LETTER
Bulletin’s reporting of Destination Vanier
The last few editions of The Bulletin presented a glorious opportunity, with the Destination Vanier project scheduled for this Autumn, to question planning decisions and look deeper into the rezoning and the surprises in store for local residents.
Instead, the Bulletin chose to not rock the boat, not ask nor demand answers to deeper questions – or speak to our councillors about this. Did you ask about increased traffic and what the city or developers plan to do in an already congested area?
Your December 12 editorial was all good news. The STO will have more routes there, the streets will be lined with trees and more bike paths. I hate to break the news to you (that’s your job), but adding more homes, condos and stores to the area already congested, is a bad plan. People will drive. That means more cars idling on a single lane road. Increased STO and bike lanes are pie-in-the-sky thinking.
In your February 19 edition, the development had front-page coverage, but the article was nothing more than an infomercial about a coming info-session. The article was almost pro-developers – as if they were paying for an advertisement on the front page of the paper.
It seems no hard questions were asked, and if they were, they were not written. What ever happened to the W-5’s that good reporters used to ask?
In the February 26 edition, again, there was no sign of any in-depth, hard-hitting reporting, just more coverage of the info-session.
I have to quote “reporter” Helene Périers when she wrote, “Despite all the aspects worthy of interest mentioned above, [which were few] nothing flamboyant emerges from this project, which is definitely not very innovative. It remains in the traditional SmartCities tradition.”

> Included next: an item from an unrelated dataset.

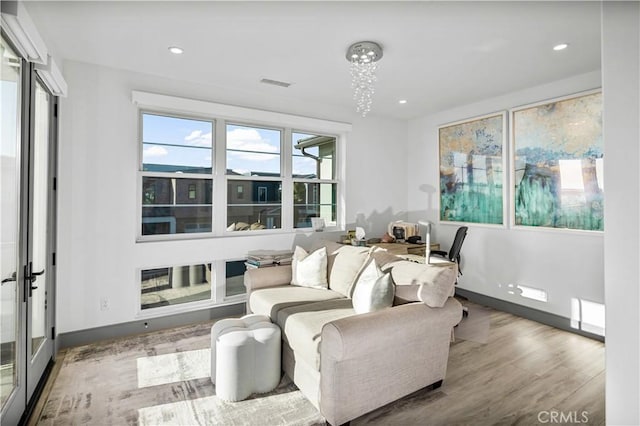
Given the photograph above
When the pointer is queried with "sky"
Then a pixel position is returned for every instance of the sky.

She continues, “The effort to open up the project’s promoters must be underlined. The media were there. On the other hand, the same cannot be said of the citizen presence: citizens seem less inclined to come and talk to each other in person than to express themselves on social media.”
Despite the bad grammar and editorializing, one has to ask: Is it not the responsibility of the newspaper to ask the tough questions and then to report it to the public? Sure, it would have been great to see hundreds of citizens show up, but, like she said, the media was there. I wonder if the half page ad the developers took out had any bearing on your lack of transparency?